Regroupement familial — Refus (Menace à l’ordre public) — Annulation (Violation du droit à la vie privée et familiale)
CategoriesArticle 8 de la CEDH
“5. Pour justifier son refus de faire droit à la demande de regroupement familial présentée par Mme C… en faveur de son époux, le préfet du Doubs a retenu que la présence en France du conjoint de la requérante constituait une menace pour l’ordre public et que la décision en litige ne portait pas une atteinte disproportionnée à la vie privée et familiale de la demanderesse.
6. Le préfet fait valoir, au soutien du premier motif, que M. a été condamné le 26 août 2008 par le tribunal correctionnel de Nice à une peine d’emprisonnement de dix-huit mois pour vol à l’aide d’une escalade et qu’il a de nouveau été incarcéré en Suisse, pour des faits analogues, du 5 mars 2013 au 15 mars 2015. Il verse, en outre, aux débats deux procès-verbaux établis les 25 et 26 janvier 2016 par un agent de la police aux frontières du Doubs, dont il ressort que l’époux de Mme est inscrit dans le fichier ” Schengen ” des personnes recherchées, qu’il est interdit d’entrée en Italie et en Suisse et qu’il est également répertorié dans le traitement des antécédents judiciaires pour des faits d’infraction à la police des étrangers commis en 2007 à Bourg-en-Bresse (Ain) et pour des faits de cambriolages dans des résidences secondaires commis entre 2007 et 2011 à Cavalaire-sur-Mer (Var). Toutefois, en l’absence de toute précision quant aux motifs de l’inscription de M. dans le fichier des personnes recherchées et de ses interdictions d’entrée sur les territoires suisses et italiens, il n’est pas contesté que les faits qui lui sont reprochés présentent une ancienneté de plus de sept ans au moins à la date de la décision en litige. De même, il ne ressort d’aucune des pièces du dossier que l’intéressé aurait commis de nouvelles infractions ou fait l’objet de nouvelles condamnations depuis sa sortie de prison le 15 mars 2015. Par suite, eu égard aux éléments produits et nonobstant la nature et la gravité de ses antécédents judiciaires, le préfet du Doubs n’apporte pas la preuve, qui lui incombe, que la présence en France du conjoint de Mme C… constituerait une menace réelle et actuelle pour l’ordre public de nature à l’exclure du droit au regroupement familial.

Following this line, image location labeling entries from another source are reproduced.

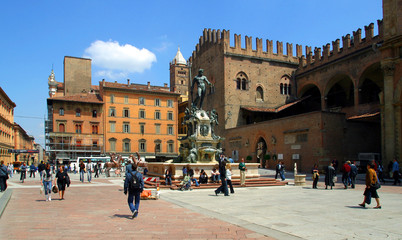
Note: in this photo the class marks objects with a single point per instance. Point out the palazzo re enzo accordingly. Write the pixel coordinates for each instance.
(304, 105)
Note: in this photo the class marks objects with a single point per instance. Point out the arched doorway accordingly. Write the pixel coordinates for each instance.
(312, 95)
(370, 84)
(341, 93)
(261, 149)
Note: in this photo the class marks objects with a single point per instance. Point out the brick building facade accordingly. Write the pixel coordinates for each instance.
(140, 118)
(277, 101)
(6, 127)
(88, 120)
(22, 141)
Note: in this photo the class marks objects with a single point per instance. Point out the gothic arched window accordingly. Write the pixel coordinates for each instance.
(260, 93)
(285, 87)
(242, 81)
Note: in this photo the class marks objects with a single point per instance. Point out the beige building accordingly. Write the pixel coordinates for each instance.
(87, 120)
(271, 103)
(6, 127)
(74, 126)
(140, 118)
(24, 146)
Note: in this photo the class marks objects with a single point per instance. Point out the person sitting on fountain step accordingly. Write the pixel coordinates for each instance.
(194, 180)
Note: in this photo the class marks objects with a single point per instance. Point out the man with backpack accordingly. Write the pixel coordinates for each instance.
(134, 185)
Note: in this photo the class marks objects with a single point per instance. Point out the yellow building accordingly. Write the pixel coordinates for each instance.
(74, 124)
(6, 127)
(140, 118)
(24, 145)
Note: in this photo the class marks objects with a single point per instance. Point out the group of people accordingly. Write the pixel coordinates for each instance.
(89, 168)
(223, 174)
(280, 170)
(61, 180)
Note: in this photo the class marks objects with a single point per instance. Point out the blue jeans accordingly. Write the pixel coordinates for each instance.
(82, 176)
(89, 173)
(223, 188)
(195, 181)
(134, 196)
(282, 175)
(48, 187)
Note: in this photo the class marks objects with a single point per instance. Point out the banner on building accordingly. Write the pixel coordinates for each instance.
(22, 151)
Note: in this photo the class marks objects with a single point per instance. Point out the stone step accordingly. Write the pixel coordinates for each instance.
(253, 182)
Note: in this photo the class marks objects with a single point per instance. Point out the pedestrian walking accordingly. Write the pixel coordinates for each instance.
(215, 175)
(277, 169)
(47, 182)
(11, 169)
(32, 170)
(222, 172)
(316, 175)
(96, 169)
(395, 172)
(371, 187)
(90, 169)
(380, 173)
(82, 170)
(3, 176)
(329, 176)
(203, 177)
(62, 180)
(168, 177)
(282, 171)
(229, 177)
(41, 168)
(345, 174)
(353, 174)
(243, 169)
(23, 172)
(184, 170)
(133, 185)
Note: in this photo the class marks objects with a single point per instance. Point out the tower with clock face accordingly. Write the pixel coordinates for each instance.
(179, 75)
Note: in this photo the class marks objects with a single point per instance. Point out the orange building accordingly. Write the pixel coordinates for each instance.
(22, 141)
(6, 127)
(75, 112)
(75, 126)
(140, 118)
(87, 120)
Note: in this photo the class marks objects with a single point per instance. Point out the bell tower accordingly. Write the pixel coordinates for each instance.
(52, 84)
(179, 75)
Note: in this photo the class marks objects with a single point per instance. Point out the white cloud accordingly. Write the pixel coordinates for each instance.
(118, 60)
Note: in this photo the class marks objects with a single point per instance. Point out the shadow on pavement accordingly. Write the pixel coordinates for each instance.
(359, 207)
(122, 216)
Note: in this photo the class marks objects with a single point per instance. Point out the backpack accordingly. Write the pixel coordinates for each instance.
(278, 167)
(135, 182)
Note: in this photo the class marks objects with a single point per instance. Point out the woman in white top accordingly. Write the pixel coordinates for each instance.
(229, 177)
(47, 182)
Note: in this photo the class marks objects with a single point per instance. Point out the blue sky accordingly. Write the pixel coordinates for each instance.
(137, 39)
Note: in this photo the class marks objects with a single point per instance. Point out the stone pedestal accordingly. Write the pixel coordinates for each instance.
(158, 169)
(300, 180)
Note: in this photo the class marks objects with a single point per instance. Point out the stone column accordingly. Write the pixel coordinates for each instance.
(356, 98)
(388, 124)
(323, 103)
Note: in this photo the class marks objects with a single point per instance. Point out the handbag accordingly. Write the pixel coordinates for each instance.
(376, 185)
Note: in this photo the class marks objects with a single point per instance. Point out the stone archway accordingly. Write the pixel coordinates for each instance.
(312, 96)
(261, 150)
(340, 93)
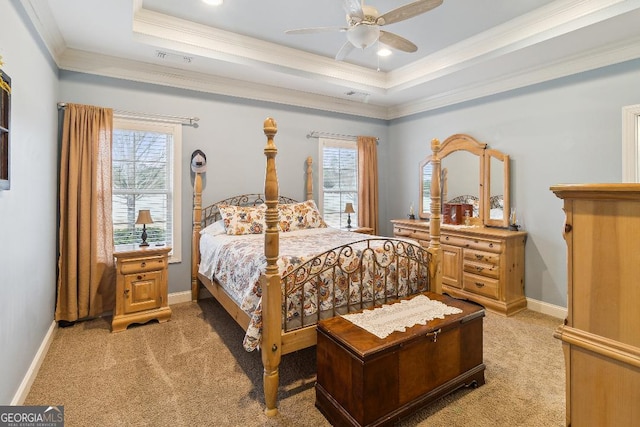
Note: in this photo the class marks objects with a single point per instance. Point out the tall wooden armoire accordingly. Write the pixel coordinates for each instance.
(601, 335)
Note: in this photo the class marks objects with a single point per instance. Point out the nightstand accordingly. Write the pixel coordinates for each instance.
(141, 285)
(362, 230)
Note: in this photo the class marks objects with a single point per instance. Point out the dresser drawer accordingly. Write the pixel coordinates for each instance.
(142, 265)
(481, 268)
(481, 256)
(480, 285)
(454, 241)
(483, 245)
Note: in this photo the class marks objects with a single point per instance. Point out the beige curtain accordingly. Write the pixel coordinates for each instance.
(368, 183)
(86, 275)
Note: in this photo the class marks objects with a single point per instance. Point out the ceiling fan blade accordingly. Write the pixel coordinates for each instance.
(353, 8)
(407, 11)
(397, 42)
(313, 30)
(344, 51)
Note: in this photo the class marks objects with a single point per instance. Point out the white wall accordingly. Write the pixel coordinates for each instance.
(28, 210)
(565, 131)
(230, 132)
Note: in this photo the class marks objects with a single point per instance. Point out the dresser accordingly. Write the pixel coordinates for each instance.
(601, 335)
(481, 264)
(141, 285)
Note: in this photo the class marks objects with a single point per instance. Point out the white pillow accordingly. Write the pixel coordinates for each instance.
(215, 228)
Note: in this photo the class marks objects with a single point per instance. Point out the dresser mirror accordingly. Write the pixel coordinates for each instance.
(471, 174)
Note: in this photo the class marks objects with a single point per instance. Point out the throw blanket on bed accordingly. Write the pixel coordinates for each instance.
(237, 262)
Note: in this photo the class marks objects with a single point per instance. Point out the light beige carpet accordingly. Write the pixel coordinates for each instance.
(193, 371)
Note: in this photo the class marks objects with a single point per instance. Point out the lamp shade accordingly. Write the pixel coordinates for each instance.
(144, 217)
(349, 208)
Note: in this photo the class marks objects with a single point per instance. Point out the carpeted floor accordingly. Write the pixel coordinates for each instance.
(193, 371)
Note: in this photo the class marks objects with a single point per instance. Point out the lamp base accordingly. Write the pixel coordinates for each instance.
(144, 236)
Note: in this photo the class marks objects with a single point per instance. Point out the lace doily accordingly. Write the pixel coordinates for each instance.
(399, 316)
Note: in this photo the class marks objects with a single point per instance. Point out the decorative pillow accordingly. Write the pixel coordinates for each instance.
(243, 219)
(300, 216)
(214, 228)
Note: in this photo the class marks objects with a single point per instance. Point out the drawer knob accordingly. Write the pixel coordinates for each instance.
(434, 334)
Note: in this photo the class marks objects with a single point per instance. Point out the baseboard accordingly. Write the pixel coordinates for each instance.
(179, 297)
(185, 296)
(30, 376)
(546, 308)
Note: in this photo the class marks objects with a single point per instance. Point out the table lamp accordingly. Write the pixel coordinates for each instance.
(144, 218)
(348, 209)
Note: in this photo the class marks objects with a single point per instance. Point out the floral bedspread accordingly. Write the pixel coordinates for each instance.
(237, 262)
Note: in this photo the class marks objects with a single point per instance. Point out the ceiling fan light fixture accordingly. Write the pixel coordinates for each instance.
(363, 36)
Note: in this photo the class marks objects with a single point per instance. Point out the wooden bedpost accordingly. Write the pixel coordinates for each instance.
(309, 180)
(195, 240)
(434, 222)
(271, 346)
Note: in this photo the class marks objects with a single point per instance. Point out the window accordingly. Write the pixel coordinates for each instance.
(145, 175)
(339, 181)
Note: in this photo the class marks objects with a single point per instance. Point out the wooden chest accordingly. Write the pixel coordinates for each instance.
(367, 381)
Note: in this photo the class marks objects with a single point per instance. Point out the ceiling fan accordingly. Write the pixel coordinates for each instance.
(364, 24)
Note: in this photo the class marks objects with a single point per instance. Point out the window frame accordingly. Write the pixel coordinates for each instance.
(175, 129)
(337, 143)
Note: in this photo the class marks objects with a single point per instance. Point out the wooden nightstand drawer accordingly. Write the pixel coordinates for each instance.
(140, 265)
(141, 286)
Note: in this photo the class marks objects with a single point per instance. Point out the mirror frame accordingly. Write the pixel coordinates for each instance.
(506, 211)
(463, 142)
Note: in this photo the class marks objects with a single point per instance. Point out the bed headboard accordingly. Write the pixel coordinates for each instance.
(211, 213)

7. Il ressort, par ailleurs, des pièces du dossier que M. et Mme se sont mariés à Sarajevo le 4 novembre 2000 et qu’ils sont entrés régulièrement sur le territoire français le 24 mai 2005, accompagnés de leurs deux enfants alors mineurs. Le couple, qui occupe un logement sur le territoire de la commune de Levier (Doubs), a vu sa situation administrative être régularisée au mois de juillet 2010. Mme et son fils aîné, devenu majeur, sont titulaires chacun d’une carte de résident valable respectivement jusqu’au 19 juillet 2025 et 30 septembre 2028. La requérante, dont les qualités professionnelles et humaines sont attestées par son employeur, travaille comme agent de service dans un établissement d’hébergement pour personnes âgées dépendantes, depuis le 24 janvier 2011, en vertu d’abord d’un contrat à durée déterminée, puis, à compter du 1er mai 2013, d’un contrat à durée indéterminé, Ses deux fils, qui ont effectué toute leur scolarité en France, sont inscrits, au titre de l’année 2019–2020, en première année d’une école de commerce pour l’aîné et en classe de terminale ” économique et sociale ” pour le cadet. Nonobstant les circonstances que M. a été incarcéré en Suisse pendant deux ans et qu’il a effectué, après sa sortie de prison, des allers-retours entre la France et la Bosnie-Herzégovine, en raison notamment de la maladie de sa mère décédée en novembre 2019, il ne ressort pas des pièces du dossier que la communauté de vie de l’intéressé avec son épouse, de même que ses liens avec ses enfants, auraient cessé. Par suite, et alors que l’attestation du précédent maire de Levier du 9 juillet 2020 met en exergue la parfaite intégration de la famille C… au sein de la commune, le refus du préfet de Doubs de faire droit à la demande de regroupement de la requérante a porté une atteinte disproportionnée à sa vie privée et familiale et a méconnu, en conséquence, les stipulations de l’article 8 de la convention européenne de sauvegarde des droits de l’homme et des libertés fondamentales.” (CAA de NANCY n°21NC02275 du 28 avril 2022).